Re: [PATCH v1 1/2] dma: return 0 from dma_opt_mapping_size() when no real hint exists

From: Robin Murphy

Date: Tue Mar 17 2026 - 05:50:38 EST


On 2026-03-16 8:39 pm, Ionut Nechita (Wind River) wrote:
From: Ionut Nechita <ionut.nechita@xxxxxxxxxxxxx>

dma_opt_mapping_size() currently initializes its local size to SIZE_MAX
and, when neither an IOMMU nor a DMA ops opt_mapping_size callback is
present, returns min(dma_max_mapping_size(dev), SIZE_MAX). That value
is a large but finite number that has nothing to do with an optimal
transfer size — it is simply the maximum the DMA layer can map.

No, the current code is correct. dma_opt_mapping_size() represents the largest size that can be mapped without incurring any significant performance penalty (compared to smaller sizes). If the implementation has no such restriction, then the largest "efficient" size is quite obviously just the largest size in total.

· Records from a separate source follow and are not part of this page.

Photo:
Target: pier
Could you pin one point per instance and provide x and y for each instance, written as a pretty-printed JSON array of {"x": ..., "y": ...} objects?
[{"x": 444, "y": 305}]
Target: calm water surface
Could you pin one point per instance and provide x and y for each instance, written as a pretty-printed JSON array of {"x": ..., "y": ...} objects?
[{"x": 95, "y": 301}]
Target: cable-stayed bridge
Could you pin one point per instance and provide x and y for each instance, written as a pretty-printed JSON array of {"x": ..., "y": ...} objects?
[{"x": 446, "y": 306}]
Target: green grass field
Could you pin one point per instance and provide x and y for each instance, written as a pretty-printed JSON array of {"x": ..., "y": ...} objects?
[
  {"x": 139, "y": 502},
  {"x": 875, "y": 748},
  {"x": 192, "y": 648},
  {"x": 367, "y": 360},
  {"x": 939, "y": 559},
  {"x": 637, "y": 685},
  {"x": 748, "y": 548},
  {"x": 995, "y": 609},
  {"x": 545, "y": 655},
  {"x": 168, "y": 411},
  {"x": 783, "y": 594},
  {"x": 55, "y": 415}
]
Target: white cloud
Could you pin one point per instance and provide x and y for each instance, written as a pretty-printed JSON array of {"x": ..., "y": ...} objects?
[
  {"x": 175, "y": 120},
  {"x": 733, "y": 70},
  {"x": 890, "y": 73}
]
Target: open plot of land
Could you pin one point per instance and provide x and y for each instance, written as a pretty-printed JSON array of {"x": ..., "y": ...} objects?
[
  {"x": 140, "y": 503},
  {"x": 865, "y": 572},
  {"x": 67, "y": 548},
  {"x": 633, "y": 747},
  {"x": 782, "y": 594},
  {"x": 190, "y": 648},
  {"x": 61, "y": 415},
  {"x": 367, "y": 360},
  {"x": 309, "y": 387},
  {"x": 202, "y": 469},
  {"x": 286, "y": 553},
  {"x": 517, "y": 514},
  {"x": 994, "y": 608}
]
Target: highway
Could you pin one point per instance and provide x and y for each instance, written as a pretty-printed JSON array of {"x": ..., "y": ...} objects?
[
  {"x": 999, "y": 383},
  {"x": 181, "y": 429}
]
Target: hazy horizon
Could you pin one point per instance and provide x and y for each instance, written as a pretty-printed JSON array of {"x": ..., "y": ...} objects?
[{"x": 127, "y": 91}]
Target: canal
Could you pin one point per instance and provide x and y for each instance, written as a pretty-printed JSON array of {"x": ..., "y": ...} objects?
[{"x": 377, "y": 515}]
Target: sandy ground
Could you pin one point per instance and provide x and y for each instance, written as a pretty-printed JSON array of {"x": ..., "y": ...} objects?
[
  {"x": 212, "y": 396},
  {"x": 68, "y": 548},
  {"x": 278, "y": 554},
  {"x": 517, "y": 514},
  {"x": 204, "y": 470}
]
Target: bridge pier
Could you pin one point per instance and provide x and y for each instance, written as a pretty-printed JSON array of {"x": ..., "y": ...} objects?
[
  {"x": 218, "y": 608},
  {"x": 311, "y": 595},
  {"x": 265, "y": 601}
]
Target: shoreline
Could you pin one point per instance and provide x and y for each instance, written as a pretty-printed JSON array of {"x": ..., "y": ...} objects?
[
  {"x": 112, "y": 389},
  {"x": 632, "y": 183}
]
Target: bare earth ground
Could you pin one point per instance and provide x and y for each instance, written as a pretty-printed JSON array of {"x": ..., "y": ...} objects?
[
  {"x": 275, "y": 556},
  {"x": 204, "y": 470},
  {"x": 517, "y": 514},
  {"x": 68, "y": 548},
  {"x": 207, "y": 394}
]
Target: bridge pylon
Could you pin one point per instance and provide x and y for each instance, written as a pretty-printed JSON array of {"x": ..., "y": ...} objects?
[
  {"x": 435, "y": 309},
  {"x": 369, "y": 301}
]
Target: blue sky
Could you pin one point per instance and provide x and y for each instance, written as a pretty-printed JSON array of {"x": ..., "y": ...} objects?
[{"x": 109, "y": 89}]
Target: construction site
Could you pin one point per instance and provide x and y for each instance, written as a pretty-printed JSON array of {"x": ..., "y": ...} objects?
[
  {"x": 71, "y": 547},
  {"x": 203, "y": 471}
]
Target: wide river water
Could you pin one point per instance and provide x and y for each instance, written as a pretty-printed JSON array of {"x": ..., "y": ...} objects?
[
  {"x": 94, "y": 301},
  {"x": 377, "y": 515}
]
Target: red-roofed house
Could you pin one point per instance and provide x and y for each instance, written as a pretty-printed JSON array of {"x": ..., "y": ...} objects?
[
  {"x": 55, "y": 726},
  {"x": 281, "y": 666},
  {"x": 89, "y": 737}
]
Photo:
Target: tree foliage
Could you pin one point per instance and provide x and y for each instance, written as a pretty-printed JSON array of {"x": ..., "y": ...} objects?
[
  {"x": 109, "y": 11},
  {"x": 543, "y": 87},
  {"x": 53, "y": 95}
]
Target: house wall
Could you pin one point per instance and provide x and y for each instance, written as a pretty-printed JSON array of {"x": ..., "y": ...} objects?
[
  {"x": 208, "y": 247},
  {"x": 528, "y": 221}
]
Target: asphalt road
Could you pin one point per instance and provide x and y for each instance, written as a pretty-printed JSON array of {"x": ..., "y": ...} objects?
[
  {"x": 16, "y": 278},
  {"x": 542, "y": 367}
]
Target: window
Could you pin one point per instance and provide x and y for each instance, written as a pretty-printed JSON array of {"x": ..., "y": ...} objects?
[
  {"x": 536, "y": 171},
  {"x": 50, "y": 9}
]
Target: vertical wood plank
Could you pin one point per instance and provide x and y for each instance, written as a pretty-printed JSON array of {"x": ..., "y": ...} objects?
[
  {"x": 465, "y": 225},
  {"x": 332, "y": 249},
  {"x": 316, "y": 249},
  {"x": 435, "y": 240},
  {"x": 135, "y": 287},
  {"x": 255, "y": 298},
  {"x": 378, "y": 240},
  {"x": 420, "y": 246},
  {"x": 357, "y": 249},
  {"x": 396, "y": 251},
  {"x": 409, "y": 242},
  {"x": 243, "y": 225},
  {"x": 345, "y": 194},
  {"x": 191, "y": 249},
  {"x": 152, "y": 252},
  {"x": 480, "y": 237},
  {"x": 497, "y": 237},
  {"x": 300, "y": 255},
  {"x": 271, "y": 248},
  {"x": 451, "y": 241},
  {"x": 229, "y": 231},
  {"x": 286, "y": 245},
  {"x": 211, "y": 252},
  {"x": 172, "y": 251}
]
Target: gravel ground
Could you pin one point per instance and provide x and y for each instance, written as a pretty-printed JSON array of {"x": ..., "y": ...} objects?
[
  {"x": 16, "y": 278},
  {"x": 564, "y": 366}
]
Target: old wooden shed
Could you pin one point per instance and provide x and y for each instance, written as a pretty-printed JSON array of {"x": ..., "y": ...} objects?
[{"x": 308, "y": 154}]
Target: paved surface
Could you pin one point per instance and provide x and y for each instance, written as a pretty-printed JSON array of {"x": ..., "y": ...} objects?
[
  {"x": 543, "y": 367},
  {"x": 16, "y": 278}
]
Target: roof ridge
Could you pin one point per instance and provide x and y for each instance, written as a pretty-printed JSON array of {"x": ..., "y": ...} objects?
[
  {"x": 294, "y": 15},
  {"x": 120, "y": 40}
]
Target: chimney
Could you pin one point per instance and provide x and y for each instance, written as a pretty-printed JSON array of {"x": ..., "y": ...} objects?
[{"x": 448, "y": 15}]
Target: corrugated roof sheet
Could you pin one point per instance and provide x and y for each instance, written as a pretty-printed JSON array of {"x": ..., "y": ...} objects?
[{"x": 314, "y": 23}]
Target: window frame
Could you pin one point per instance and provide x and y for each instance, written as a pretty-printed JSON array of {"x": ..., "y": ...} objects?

Callers such as scsi_transport_sas treat the return value as a genuine
optimization hint and propagate it into Scsi_Host.opt_sectors, which in
turn becomes the block device's optimal_io_size. On SAS controllers
like mpt3sas running with IOMMU in passthrough mode the bogus value
(max_sectors << 9 = 16776704, rounded to 16773120) reaches mkfs.xfs,
which computes swidth=4095 and sunit=2. Because 4095 is not a multiple
of 2, XFS rejects the geometry with "SB stripe unit sanity check
failed", making it impossible to create filesystems during system
bootstrap.

And that is obviously a bug. There has never been any guarantee offered about the values returned by either dma_max_mapping_size() or dma_opt_mapping_size() - they could be very large, very small, and certainly do not have to be powers of 2. Say an implementation has some internal data size optimisation that makes U32_MAX its largest "efficient" size, it's free to return that, and then you'll still have the same bug regardless of this bodge.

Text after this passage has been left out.